An ability to draw or paint is a learned thing, to a degree, and artists usually acquire a 'style' that is, in a way, an ability to reproduce actions and interpret an object or a thought onto a physical platform, be it 2 or 3 dimensional. Using a computer is, again, the same in as much as actions are learned and repeatable, except it's not the artist that's doing the repeating. I could paint a hand on a canvas using paints one day and then paint another one the following day but they won't be the same in an infinite number of ways. I could create a hand on my computer one day and do another the following YEAR that is exactly the same in every definable way. If I wanted to go to the trouble of bothering to do it again that is, and why would you when there's a file saved there I can just grab and duplicate? But if I did want to bother, if that became part of the artistic process for me, and I could be bothered getting right down into the numbers level of everything that was involved, I could make something which by any definition was identical to the original.

People would look at the two painted hands and remark on the skill, the emotive brush strokes, the sheer crappiness of them both, or whatever. It doesn't matter. The thing is that it would be obvious that something had been created which they themselves could not have done in quite the same way, if at all. There would be something individual about the pieces that makes them mine, the work of the artist. Those same people would look at the computer versions and realise that computers are bloody clever things, and possibly no more than that.

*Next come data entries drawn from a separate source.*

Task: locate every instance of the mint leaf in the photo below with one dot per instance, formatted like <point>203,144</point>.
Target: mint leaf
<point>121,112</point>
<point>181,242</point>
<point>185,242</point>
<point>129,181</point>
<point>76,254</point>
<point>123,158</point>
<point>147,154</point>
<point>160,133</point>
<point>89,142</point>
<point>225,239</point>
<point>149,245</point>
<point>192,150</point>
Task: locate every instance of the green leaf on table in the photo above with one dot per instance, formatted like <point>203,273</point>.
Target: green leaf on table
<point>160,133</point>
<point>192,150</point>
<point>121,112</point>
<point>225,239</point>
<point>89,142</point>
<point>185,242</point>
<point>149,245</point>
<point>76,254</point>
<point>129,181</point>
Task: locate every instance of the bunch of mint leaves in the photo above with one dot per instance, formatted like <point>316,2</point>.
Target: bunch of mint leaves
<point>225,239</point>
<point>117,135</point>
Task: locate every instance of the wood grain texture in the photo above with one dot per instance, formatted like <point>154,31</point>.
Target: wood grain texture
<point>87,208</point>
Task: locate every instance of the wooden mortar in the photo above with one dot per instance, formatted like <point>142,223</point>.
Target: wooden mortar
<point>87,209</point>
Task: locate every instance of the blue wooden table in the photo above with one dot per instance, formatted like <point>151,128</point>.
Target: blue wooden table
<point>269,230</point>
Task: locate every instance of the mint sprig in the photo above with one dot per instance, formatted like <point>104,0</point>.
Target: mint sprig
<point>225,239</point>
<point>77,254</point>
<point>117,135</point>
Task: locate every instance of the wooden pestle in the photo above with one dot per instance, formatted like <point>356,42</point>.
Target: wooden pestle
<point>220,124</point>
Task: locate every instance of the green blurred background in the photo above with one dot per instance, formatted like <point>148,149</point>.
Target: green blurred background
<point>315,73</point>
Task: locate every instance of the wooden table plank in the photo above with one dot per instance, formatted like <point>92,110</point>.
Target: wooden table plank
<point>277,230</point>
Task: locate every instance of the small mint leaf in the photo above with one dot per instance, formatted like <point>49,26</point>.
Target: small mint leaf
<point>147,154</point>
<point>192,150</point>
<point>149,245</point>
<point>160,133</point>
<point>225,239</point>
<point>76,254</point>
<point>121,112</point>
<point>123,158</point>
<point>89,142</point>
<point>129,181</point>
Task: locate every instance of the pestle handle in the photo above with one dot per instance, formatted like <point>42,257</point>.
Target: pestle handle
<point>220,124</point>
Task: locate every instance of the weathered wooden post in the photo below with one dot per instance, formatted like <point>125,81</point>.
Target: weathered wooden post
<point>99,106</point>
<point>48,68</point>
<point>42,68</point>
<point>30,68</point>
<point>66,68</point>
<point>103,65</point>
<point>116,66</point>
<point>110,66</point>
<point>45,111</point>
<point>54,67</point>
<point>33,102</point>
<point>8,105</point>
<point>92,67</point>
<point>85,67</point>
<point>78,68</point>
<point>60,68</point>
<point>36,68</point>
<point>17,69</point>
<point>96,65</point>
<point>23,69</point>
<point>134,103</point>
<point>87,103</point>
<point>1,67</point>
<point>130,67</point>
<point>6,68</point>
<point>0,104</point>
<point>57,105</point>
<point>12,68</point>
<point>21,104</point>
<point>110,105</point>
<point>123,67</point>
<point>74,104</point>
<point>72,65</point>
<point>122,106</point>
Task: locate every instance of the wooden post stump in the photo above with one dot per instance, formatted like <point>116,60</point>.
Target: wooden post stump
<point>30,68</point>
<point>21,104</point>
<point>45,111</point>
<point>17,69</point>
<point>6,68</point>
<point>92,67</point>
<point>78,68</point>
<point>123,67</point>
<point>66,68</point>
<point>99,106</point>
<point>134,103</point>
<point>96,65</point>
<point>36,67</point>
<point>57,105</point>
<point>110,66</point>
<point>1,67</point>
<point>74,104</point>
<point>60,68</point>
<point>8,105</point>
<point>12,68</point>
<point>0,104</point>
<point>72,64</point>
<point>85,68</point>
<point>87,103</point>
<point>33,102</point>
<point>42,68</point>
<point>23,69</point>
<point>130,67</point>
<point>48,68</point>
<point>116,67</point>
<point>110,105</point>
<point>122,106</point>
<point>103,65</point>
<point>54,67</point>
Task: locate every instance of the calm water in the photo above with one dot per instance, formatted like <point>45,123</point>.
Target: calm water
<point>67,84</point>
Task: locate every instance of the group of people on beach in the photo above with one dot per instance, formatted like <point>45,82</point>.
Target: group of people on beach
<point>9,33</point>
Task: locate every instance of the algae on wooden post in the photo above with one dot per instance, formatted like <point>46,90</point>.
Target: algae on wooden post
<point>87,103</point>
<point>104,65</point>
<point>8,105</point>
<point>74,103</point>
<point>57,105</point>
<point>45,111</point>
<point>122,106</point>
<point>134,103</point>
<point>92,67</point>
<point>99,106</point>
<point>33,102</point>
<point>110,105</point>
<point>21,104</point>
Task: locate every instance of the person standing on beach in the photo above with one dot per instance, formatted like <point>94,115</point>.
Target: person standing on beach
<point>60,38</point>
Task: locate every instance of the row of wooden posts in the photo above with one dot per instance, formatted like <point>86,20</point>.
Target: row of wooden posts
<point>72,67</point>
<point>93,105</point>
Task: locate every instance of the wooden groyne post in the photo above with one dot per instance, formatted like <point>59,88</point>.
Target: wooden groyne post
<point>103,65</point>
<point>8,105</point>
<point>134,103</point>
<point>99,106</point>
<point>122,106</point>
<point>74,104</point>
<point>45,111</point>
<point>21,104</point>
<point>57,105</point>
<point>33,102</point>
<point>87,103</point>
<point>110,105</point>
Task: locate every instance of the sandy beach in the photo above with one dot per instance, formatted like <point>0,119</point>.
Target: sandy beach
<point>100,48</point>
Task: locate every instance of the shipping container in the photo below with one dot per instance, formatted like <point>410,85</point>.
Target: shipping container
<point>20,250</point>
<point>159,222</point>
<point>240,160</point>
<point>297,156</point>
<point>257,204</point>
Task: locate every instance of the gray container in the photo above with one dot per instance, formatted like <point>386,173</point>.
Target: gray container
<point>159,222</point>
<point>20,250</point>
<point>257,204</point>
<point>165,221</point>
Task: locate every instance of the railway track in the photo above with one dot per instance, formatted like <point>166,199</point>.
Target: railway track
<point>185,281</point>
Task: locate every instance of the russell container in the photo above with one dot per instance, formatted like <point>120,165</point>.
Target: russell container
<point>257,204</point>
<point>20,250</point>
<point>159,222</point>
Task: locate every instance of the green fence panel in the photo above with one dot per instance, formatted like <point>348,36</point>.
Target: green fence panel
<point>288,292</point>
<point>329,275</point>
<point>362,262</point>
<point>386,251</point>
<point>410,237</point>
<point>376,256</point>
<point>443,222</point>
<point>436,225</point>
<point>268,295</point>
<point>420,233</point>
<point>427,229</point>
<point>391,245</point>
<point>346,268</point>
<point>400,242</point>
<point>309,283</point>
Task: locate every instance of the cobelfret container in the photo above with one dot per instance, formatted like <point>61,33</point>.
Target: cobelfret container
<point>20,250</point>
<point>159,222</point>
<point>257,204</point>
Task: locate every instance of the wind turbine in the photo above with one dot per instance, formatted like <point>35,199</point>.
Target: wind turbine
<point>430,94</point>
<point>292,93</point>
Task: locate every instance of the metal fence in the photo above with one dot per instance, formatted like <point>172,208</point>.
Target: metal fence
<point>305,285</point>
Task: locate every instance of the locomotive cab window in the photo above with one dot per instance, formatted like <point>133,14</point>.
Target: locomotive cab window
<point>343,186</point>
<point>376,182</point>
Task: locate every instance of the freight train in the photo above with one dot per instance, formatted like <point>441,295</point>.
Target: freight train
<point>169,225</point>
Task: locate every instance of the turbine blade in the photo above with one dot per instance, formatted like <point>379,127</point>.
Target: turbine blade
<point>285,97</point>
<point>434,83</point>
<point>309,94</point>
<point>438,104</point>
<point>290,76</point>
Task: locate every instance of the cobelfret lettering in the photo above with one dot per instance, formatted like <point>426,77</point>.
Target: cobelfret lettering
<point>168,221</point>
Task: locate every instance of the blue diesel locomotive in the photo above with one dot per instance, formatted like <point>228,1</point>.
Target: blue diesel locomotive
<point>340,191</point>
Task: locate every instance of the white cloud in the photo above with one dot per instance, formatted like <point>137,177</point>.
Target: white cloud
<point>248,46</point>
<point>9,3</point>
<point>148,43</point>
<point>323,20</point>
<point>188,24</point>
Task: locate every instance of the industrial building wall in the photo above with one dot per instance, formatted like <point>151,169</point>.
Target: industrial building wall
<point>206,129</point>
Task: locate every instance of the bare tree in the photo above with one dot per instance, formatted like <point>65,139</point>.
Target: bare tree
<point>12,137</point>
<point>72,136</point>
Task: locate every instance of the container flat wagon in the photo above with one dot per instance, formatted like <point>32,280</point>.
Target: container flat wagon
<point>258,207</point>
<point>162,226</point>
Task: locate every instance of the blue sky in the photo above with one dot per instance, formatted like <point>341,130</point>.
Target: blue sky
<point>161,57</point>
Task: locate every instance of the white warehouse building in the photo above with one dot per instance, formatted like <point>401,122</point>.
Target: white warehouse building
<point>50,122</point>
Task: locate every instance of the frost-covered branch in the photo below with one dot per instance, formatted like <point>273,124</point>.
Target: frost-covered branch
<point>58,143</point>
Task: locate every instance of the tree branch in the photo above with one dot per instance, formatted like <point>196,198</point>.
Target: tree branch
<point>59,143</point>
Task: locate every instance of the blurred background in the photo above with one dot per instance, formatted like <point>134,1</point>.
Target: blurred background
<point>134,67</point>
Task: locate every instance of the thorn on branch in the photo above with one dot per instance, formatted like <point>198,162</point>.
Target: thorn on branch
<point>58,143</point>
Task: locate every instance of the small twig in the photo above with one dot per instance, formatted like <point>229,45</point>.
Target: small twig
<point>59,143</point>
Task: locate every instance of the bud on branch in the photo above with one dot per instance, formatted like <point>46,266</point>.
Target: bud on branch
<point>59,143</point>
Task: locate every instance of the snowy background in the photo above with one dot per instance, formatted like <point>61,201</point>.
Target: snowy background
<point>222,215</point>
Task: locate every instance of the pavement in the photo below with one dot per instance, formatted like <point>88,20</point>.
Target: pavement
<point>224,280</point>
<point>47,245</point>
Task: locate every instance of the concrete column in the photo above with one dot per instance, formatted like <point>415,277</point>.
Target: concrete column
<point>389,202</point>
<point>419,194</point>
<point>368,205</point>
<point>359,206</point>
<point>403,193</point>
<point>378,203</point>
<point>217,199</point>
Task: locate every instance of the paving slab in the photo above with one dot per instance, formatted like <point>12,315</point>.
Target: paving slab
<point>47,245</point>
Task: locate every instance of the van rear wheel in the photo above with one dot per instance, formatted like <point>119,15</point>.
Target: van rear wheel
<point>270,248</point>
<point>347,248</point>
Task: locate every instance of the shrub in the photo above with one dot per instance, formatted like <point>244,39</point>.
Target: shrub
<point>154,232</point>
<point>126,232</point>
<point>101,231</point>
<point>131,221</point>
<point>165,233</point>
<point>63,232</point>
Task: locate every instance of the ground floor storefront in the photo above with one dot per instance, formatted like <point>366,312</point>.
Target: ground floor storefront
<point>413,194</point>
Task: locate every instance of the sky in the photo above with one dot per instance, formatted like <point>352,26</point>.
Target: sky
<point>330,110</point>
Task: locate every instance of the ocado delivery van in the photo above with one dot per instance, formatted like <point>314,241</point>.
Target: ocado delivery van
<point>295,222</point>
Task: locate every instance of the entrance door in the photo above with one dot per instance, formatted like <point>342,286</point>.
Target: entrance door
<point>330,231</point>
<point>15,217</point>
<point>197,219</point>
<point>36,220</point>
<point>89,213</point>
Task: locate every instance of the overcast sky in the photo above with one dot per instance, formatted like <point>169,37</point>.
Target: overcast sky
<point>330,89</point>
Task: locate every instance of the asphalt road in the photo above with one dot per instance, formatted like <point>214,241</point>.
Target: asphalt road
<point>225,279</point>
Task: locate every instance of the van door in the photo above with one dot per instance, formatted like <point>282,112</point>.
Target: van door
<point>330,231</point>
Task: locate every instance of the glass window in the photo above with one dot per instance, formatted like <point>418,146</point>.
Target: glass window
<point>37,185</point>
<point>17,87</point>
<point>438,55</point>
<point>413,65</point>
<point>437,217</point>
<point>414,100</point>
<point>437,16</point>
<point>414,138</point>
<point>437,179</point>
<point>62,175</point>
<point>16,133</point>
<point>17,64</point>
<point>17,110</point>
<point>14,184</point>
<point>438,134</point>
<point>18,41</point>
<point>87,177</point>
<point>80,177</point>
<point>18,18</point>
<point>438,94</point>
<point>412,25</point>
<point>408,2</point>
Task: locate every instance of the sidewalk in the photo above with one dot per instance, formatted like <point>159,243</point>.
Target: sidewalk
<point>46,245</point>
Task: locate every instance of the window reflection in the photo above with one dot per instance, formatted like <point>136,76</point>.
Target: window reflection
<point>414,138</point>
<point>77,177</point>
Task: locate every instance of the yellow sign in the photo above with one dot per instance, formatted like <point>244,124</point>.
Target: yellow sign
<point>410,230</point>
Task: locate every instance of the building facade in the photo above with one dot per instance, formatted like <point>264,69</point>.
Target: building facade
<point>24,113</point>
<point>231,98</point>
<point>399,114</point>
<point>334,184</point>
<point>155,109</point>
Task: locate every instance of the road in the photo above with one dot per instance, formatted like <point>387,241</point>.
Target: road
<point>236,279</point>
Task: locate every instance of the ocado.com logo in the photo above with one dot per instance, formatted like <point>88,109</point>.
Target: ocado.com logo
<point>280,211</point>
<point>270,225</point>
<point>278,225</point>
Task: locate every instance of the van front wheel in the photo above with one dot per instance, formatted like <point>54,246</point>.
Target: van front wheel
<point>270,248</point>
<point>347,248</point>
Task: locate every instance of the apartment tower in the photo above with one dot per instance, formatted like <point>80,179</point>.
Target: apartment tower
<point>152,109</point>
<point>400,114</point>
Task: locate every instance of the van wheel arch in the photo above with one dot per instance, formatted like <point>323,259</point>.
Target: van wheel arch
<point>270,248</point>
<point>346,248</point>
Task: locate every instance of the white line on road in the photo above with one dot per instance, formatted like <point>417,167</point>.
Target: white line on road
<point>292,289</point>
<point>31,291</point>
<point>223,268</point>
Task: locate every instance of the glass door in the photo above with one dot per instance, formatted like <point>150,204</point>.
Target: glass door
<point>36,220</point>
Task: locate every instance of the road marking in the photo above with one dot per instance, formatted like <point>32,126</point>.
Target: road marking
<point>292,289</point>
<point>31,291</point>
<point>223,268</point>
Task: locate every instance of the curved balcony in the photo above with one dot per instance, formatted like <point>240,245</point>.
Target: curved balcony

I have immense respect for anyone who creates anything in any medium, usually. Personally I enjoy working digitally over other methods and it's a hell of a lot easier to make money this way too. It's quicker, cleaner, there's no mess to clean up afterwards. If someone looks at something I've created on screen over my shoulder, or that has spat out of my printer they go "wow" and tell me I'm great. It's a buzz. But if I took that printout, framed it and put it in a gallery next to a painting, they would need to be reminded that there was even a person involved in the digital image at all. They'd admire the artist who created the painting, they'd admire the technology that enabled the digital picture.
 
 
gornorft
00:50 / 20.09.03
The point being, by the way, that if I can't realistically expect people to look beyond the technology involved, then I can't expect to be taken as seriously for the work I create in that medium. On some levels I have to agree with those making that kind of judgement. I spend half of the time I use creating things digitally admiring the technology myself, so why shouldn't they? I am a lesser part of the whole than I would be working in any other medium.